Issues are very similar to this and this . Note that is an external GPU setup , not a discreet laptop GPU.

I can start the laptop with the card connected and it immediately outputs through the card, it works fine doing desktop/web browsing activities. The problem is whenever I attempt to run any games the output signal appears to disappear without any sort of error indication leaving me with the 'No signal' prompt.

Works on menus and load pages, and crashes only after the loading is done

Tried low-spec Halo , and ran for ~ 1min before crashing.

Alt+F4 won't work - it's like someone pulled the graphics card out , and I must press power button to shut down.

Managed to get the display to work for a few minutes and saw : " Problem Ejecting NVIDIA GeForce GTX 750 " (Image Link)

The GPU was somehow disconnected as soon as the games loaded .Of course, cables are secure.
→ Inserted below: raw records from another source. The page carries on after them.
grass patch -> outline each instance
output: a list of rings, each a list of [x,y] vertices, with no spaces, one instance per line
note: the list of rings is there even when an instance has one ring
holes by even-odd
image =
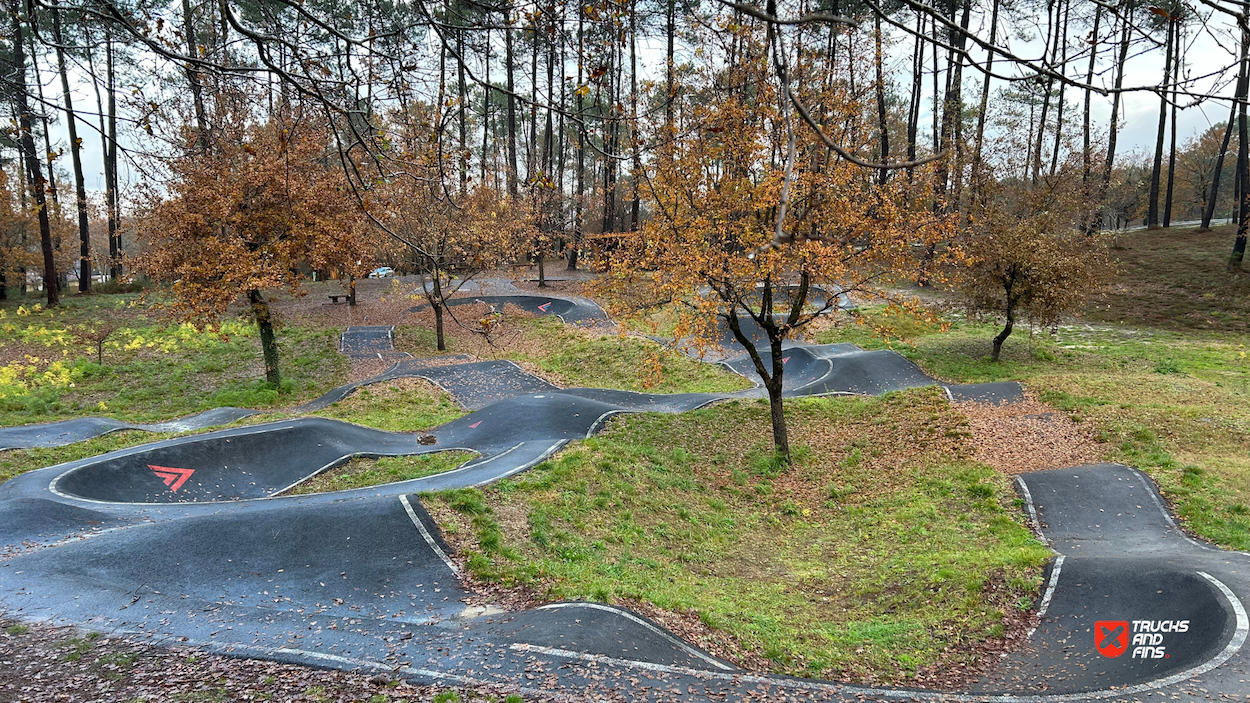
[[[869,310],[871,314],[871,310]],[[1154,478],[1189,529],[1250,549],[1250,355],[1245,335],[1070,324],[1018,331],[990,363],[992,324],[950,315],[946,334],[894,349],[944,380],[1021,380],[1042,402],[1092,423],[1106,460]],[[884,346],[858,329],[821,341]],[[1186,467],[1190,467],[1186,470]]]
[[[430,382],[401,378],[359,388],[314,414],[389,432],[410,432],[450,423],[465,412]]]
[[[115,325],[102,358],[84,331]],[[272,408],[342,382],[338,329],[292,324],[278,333],[282,384],[262,380],[255,325],[212,330],[171,321],[132,295],[66,296],[52,310],[0,304],[0,425],[109,415],[156,422],[209,408]]]
[[[351,459],[296,485],[288,495],[329,493],[350,488],[366,488],[450,472],[471,459],[471,452],[438,452],[416,457],[381,457]]]
[[[65,447],[38,448],[38,449],[12,449],[0,452],[0,483],[4,483],[19,474],[44,467],[52,467],[66,462],[76,462],[88,457],[96,457],[108,452],[125,449],[136,444],[168,439],[172,434],[154,434],[139,430],[114,432],[85,442],[76,442]]]
[[[934,389],[640,414],[526,474],[428,504],[479,578],[549,599],[696,613],[776,672],[899,683],[966,660],[1031,603],[1050,553],[968,460]],[[854,438],[854,442],[849,442]]]
[[[1120,276],[1086,316],[1184,331],[1250,331],[1250,275],[1228,273],[1236,225],[1124,233]]]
  • Panasonic Toughbook CF-53 laptop (specifically, CF-53SAPZYC7) with Win 7 Pro SP1 64-bit (latest updates)
  • i5-3340M CPU, 8 GB DDR3 RAM
  • EXP GDC Beast v8 Mini PCI-E , GTX 750 ZT-70704-10M
  • PSU : Generic 300W Grey Box from an old yellow-white Dell office pre-built. Picked from a PC fitted with a Celeron SL6RP .
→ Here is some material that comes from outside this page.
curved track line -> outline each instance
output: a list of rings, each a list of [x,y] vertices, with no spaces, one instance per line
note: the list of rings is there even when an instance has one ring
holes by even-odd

PSU is sketchy, but as GPU is rated 55 W only, it may not be that ?

And, a quick Google search of "problem ejecting NVIDIA GeForce GTX 750" returns many forum posts on Nvidia's website that point to driver instability 3 to 5 years ago.

What is the likely cause and any ideas what can solve this ?


2 Answers 2


Bit of guesswork here but there were multiple possible problems.

Firstly, the original PSU is incredibly old - while the 'core' ATX standard hasn't changed all that much in the near 2 decades since your CPU was made - the demand on various rails has varied, with increased load and requirements on the 12v rail.

Its also right smack in the middle of the capacitor plague - so the reliability of the machine as a whole are suspect.

Finally all your load is on the 12v rail(s) so its possible while the overall capacity of the power supply was sufficient, it might not have been providing enough power at load to power the GPU. While it "worked" it probably didn't have issues at the "base" power usage, and glitched out at higher wattages.

Fundamentally, you were not getting the 75w you needed for the slot to meet the PCIe spec via the 12 v rail. That it was glitching at much less demanding loads was not good.

Generally I'd not skimp too much on a PSU - at the very least, if buying cheap, get new, or at least be aware that in many builds, its a part that fails, protecting the rest of the system, and is meant to be fairly easily replaced with minimal fuss.

  • *55W , you mean ?
    – An Ant
    Dec 6, 2020 at 12:05
  • Your PCIe slot is supposed to supply up to 75w - as per spec. That your PSU couldn't even do 55w is the source of your problem, but the PSU you use should be meeting the minimum spec, even if your video card isn't that power-hungry
    – Journeyman Geek
    Dec 6, 2020 at 12:08
  • Ah I see. Clears it up.
    – An Ant
    Dec 7, 2020 at 3:38

Fixed by replacing old , sketchy PSU to new, cheap ~$8 PSU.

From discussion on other sites and forums , I think the issue was inability to hold consistent current and/or voltage and/or power at load.

Thanks to @JourneymanGeek 's comment for suggesting this.